What we discover through the good news of the gospel is that God sees all this in us, and yet is more ready to give (and forgive) that we might imagine, and his promises are good to hold on to.

c) And as we continue reading, we find good news of salvation. That endless struggle between good and bad in our lives meets Jesus, his life, death, and resurrection, with a challenge not just to say sorry and stop living as we do, but literally to turn around, embrace the victory of Jesus on the Cross, put aside the old struggles and live lives in the truth of all Jesus has done for us, which is to offer us the power to live life victoriously and conquer sin.

John the Baptist had done the preparation work, and people had flocked to be baptised by him in the Jordan. It was too much for the authorities and John found himself arrested, but seeds were sown and from them Jesus would bring fruit.

Word had spread about John and Jesus, and maybe some from the area where Andrew, Simon, James and John lived had heard Jesus teaching, and it had been the talk of the village in the past week - the seed of a calling had been sown in the hearts of these disciples-to-be. They might even have heard Jesus themselves and pondered his words in their hearts.

So, Jesus needs a team, a talented team, one with whom he can work. What would the local job centre recommend, I wonder? Good communicators, well educated, with marketing experience, excellent contacts, well-placed in society for maximum influence, particularly as the time frame is short if this planning is all to come to fruition.

But Jesus did not go down to the local Job Centre or employ a human resources manager. Perhaps he remembered the prophets of old like Amos who explained it this way, ‘I was neither a prophet nor the son of a prophet, but I was a shepherd, and I also took care of sycamore-fig trees. 15 But the Lord took me from tending the flock and said to me, “Go, prophesy to my people Israel.”. He didn’t do too bad a job.
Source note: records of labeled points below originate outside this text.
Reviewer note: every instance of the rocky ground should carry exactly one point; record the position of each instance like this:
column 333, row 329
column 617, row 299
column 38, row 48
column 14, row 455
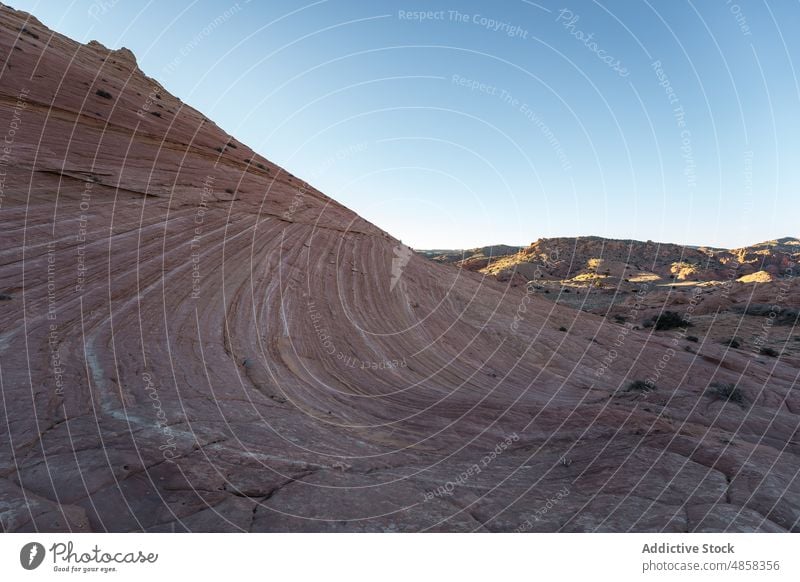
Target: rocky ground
column 192, row 339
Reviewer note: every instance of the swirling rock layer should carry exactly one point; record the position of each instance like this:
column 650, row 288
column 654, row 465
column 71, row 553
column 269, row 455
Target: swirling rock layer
column 193, row 339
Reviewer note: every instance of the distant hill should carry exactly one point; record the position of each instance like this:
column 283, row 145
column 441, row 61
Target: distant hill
column 598, row 261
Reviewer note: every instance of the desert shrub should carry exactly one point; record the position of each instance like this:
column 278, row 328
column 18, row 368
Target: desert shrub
column 781, row 315
column 727, row 392
column 639, row 386
column 669, row 320
column 29, row 33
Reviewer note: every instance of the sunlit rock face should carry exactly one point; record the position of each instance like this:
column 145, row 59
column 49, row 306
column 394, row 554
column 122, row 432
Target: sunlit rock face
column 193, row 339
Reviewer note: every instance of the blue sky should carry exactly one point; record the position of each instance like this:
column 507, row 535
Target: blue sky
column 495, row 122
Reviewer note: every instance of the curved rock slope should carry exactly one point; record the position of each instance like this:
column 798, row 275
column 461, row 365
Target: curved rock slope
column 193, row 339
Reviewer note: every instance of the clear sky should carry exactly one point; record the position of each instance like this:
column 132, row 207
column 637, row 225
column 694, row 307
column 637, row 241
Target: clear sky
column 495, row 121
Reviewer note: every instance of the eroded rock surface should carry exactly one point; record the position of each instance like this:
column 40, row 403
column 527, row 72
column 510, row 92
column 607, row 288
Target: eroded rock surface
column 193, row 339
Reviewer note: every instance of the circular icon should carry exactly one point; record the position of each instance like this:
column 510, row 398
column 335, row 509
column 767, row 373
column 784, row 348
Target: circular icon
column 31, row 555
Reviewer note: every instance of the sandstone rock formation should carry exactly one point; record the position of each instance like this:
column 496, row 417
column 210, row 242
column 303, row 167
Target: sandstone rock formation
column 192, row 339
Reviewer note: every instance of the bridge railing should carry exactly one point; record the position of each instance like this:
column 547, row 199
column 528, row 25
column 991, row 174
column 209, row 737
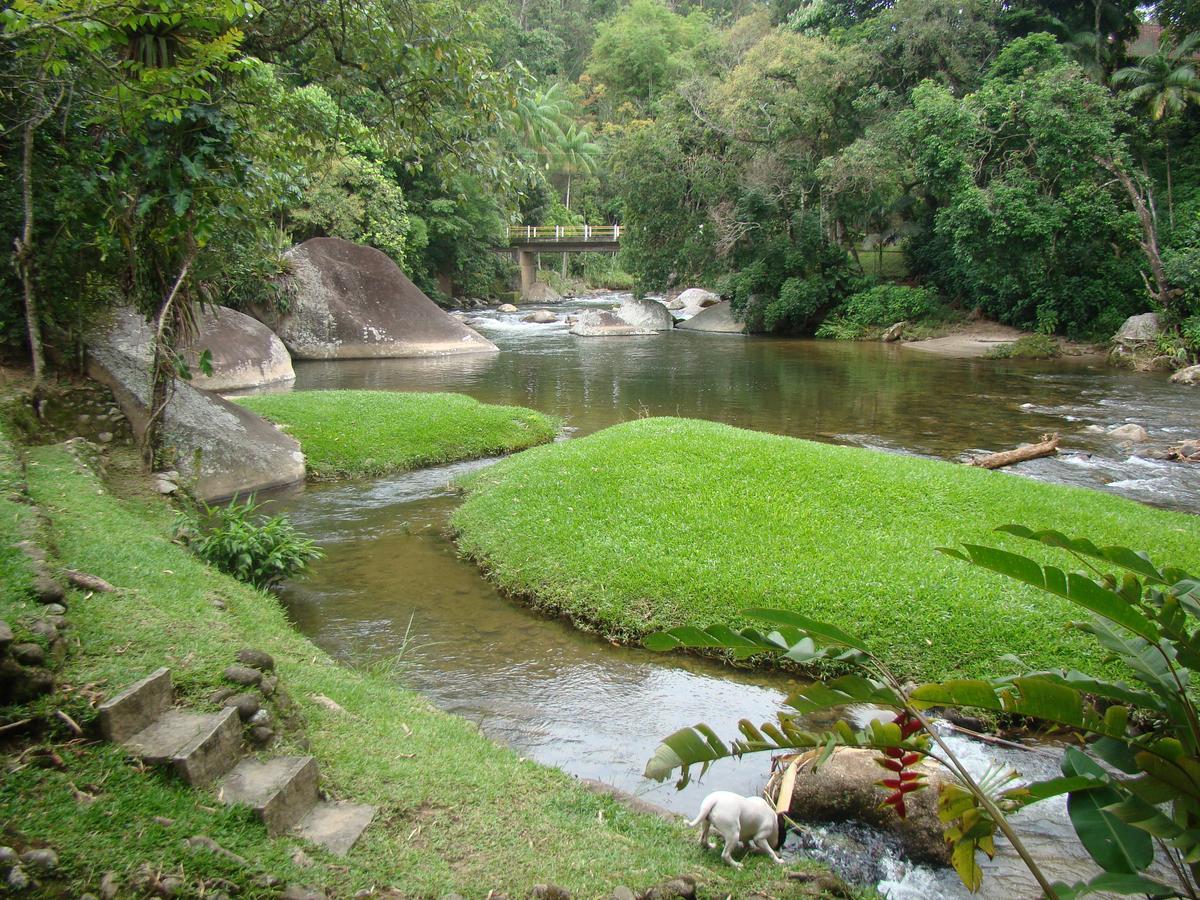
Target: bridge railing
column 567, row 234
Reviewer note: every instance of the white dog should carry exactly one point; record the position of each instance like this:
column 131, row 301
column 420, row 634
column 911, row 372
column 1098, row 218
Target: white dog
column 747, row 820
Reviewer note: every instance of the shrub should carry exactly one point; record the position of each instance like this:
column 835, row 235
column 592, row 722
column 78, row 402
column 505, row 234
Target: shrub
column 888, row 304
column 1029, row 347
column 256, row 549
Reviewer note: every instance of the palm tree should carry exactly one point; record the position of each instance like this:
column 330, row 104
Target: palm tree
column 576, row 154
column 1165, row 83
column 539, row 118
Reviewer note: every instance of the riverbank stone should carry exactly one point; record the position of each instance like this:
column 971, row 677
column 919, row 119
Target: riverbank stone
column 646, row 313
column 1187, row 376
column 244, row 352
column 352, row 301
column 717, row 318
column 221, row 448
column 243, row 675
column 601, row 323
column 845, row 789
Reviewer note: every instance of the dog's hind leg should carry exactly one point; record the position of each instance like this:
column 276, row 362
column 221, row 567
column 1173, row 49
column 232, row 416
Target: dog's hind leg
column 727, row 853
column 765, row 846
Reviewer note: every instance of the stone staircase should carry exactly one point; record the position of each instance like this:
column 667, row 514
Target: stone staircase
column 207, row 748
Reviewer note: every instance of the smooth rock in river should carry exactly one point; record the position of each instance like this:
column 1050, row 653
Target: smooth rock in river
column 844, row 789
column 1129, row 431
column 718, row 319
column 245, row 352
column 601, row 323
column 693, row 300
column 541, row 293
column 646, row 313
column 1187, row 376
column 222, row 447
column 353, row 301
column 1139, row 330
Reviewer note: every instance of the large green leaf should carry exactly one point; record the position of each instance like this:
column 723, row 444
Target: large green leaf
column 1074, row 587
column 1114, row 845
column 1115, row 883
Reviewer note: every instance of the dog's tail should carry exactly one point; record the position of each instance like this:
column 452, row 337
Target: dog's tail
column 705, row 809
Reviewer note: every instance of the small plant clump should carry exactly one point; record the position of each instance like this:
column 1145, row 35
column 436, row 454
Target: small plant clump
column 1027, row 347
column 255, row 549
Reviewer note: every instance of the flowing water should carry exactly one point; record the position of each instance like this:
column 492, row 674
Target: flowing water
column 391, row 586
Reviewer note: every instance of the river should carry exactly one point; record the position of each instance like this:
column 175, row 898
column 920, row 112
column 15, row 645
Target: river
column 391, row 589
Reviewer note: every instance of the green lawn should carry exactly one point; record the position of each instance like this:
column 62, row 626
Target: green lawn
column 370, row 433
column 456, row 811
column 661, row 522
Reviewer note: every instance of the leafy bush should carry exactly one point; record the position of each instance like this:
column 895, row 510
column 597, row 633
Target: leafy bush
column 888, row 304
column 1029, row 347
column 256, row 549
column 1132, row 777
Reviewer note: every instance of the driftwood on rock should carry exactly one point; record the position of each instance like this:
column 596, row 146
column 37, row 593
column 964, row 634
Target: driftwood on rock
column 1047, row 447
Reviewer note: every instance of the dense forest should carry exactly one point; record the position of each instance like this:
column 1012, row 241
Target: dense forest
column 828, row 165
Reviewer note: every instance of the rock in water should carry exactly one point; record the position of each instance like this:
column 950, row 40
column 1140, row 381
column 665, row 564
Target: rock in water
column 1138, row 330
column 718, row 319
column 1187, row 376
column 354, row 303
column 601, row 323
column 693, row 300
column 1132, row 431
column 226, row 449
column 245, row 353
column 647, row 315
column 845, row 789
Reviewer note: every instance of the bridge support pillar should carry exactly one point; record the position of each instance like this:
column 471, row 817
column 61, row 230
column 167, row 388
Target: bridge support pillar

And what about Jonah? God called him to preach to the people of Nineveh, ‘But Jonah ran away from the Lord...’ And yet the people of Nineveh repented as asked, even if Jonah became annoyed with God. Job done!

Then there was Moses, who said in answer to God’s call, “Who am I that I should go to Pharaoh and bring the Israelites out of Egypt?”, and God replied, ‘I’ll be with you.’ Even that wasn’t enough, Moses took some persuading, “O Lord, I have never been eloquent ... I am slow of speech and tongue ... Please send someone else to do it.”

But he (eventually) did as asked and led the people out of Egypt.

Job done!

So, choosing fishermen rather than a good PR company was not setting a new precedent for God being able to get a job done. Just because we don’t think we’re up to doing something big for God, as with those OT prophets, is looking at the issue from the wrong angle. It is more about what God can do with the raw material called ‘Me!’ or ‘You!’

Jesus was saying to the world, ‘Give me twelve ordinary folk and if they’ll commit themselves to the task, I’ll change the world!’

And the call didn’t end with a few fishermen and one or two other ordinary folk back in Galilee. The call is continuous. Jesus calls us all to be sharers of the ‘Good News’, and he’s still not looking for PR specialists, just ordinary folk like you and I. And the promise, like that to Moses, is that he goes with us, by the Holy Spirit, blessing our words as we share our faith, sowing seed that he can help germinate and grow.

It is a commitment to service, possibly where you are now, maybe somewhere else, who knows. But there is no need to run away, like Jonah, or argue with God like Moses. Simply follow the example of those fishermen who committed their lives to follow Jesus. Think about the fact that we are here, meeting together at this moment, because of what they did in response to Jesus’ call!